With no feedback loop, resetting of the apparatus is automatic, with no optical pulses remaining in the circuit once the result is generated. Furthermore as the requirement for the delay lines is only that the delay lines must delay the output words such that the optical AND word is offset by one bit slot with respect to the XOR word, then the total length of delay time may be reduced.

Thus, for example, if the circuit of Figure 2 is used, for a large number of bit slots L, the transfer of words is delayed by L bit slots per feedback. However in the design of Figure 9 the transfer is only delayed by M bit slots where, M can be controlled such that M « L, thereby reducing the processing time.

It is however preferable to maintain a value of M>1 as single bit delays are difficult to achieve at high bit rates. Therefore by using a M+1 bit slot delay and an M bit slot delay, a relative offset of one bit slot can be conveniently achieved.
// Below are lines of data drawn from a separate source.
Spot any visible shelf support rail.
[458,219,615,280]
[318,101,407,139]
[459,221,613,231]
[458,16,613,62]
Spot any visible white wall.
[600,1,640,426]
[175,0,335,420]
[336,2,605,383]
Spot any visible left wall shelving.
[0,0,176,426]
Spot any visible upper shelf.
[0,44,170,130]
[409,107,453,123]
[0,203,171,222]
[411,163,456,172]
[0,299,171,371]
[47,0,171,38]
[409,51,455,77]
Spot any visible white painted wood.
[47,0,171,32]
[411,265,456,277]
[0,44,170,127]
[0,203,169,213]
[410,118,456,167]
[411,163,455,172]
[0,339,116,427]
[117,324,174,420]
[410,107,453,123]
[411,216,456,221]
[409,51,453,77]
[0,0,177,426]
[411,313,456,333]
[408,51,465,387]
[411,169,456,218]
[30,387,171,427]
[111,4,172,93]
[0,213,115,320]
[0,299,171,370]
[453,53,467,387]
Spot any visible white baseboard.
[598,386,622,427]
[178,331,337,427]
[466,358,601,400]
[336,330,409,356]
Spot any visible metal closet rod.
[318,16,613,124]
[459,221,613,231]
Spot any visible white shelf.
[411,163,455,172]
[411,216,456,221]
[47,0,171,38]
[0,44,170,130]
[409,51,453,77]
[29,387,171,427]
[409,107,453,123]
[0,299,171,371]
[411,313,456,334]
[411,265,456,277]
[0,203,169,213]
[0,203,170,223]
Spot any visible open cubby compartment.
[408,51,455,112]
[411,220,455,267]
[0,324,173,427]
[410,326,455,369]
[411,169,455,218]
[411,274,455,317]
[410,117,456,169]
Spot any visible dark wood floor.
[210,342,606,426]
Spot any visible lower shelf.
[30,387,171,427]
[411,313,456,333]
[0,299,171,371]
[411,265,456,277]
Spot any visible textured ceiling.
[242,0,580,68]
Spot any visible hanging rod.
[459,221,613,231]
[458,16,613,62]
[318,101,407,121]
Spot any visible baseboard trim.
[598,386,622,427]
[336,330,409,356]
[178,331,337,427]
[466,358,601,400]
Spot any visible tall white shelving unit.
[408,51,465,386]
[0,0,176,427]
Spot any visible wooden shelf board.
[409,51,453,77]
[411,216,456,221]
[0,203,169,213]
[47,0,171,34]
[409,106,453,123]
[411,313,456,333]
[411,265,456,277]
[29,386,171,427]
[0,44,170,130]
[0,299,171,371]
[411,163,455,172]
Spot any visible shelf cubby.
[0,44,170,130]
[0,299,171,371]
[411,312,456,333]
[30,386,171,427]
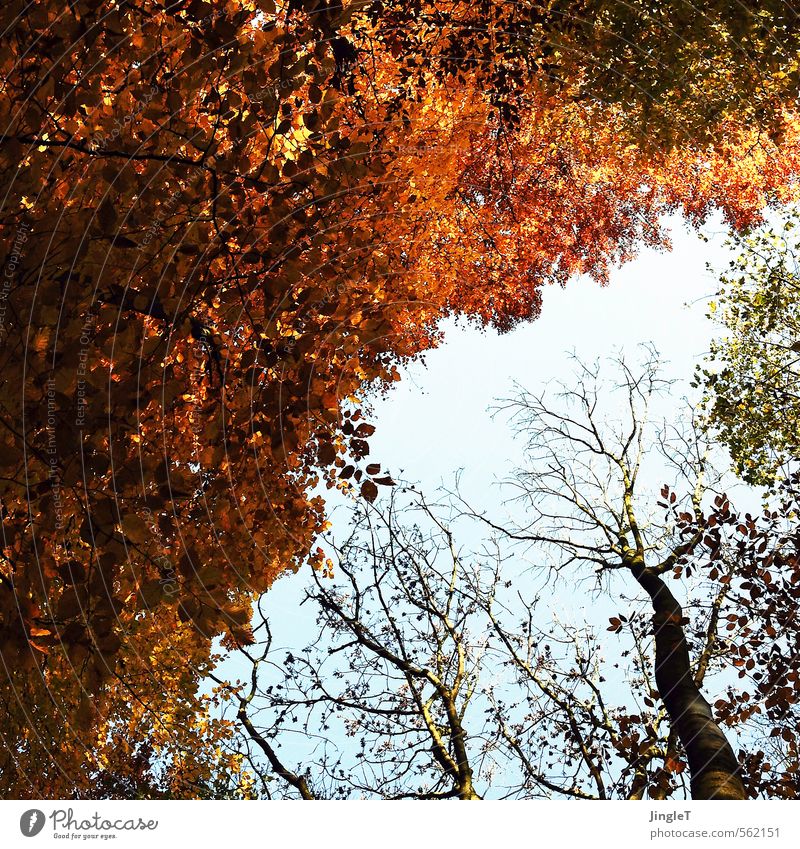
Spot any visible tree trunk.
[629,561,747,799]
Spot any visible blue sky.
[206,207,754,796]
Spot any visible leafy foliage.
[0,0,800,796]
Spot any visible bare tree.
[208,351,800,799]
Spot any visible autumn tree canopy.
[0,0,799,796]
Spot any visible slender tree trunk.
[629,560,747,799]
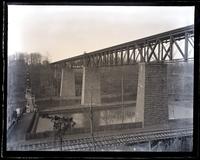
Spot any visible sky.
[8,5,194,62]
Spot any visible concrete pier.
[81,67,101,105]
[60,68,75,97]
[136,63,168,127]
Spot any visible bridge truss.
[51,25,194,68]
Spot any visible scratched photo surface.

Again, an M-1 bit slot delay could be used instead of the M+1 bit slot delay if the correct format of binary word is used.

An alternative possibility is to couple a sequence of the optical AND/XOR gate pairs described in the third embodiment of the present invention, to a feedback system of the first embodiment of the present invention. This would enable the system co begin summing two binary words in the sequence of AND/XOR gate pairs whilst a previous calculation is being completed by the feedback system according to the first embodiment. Furthermore the number of AND/XOR gate pairs can be reduced whilst still enabling the binary sum of the first and second, optical words to be determined.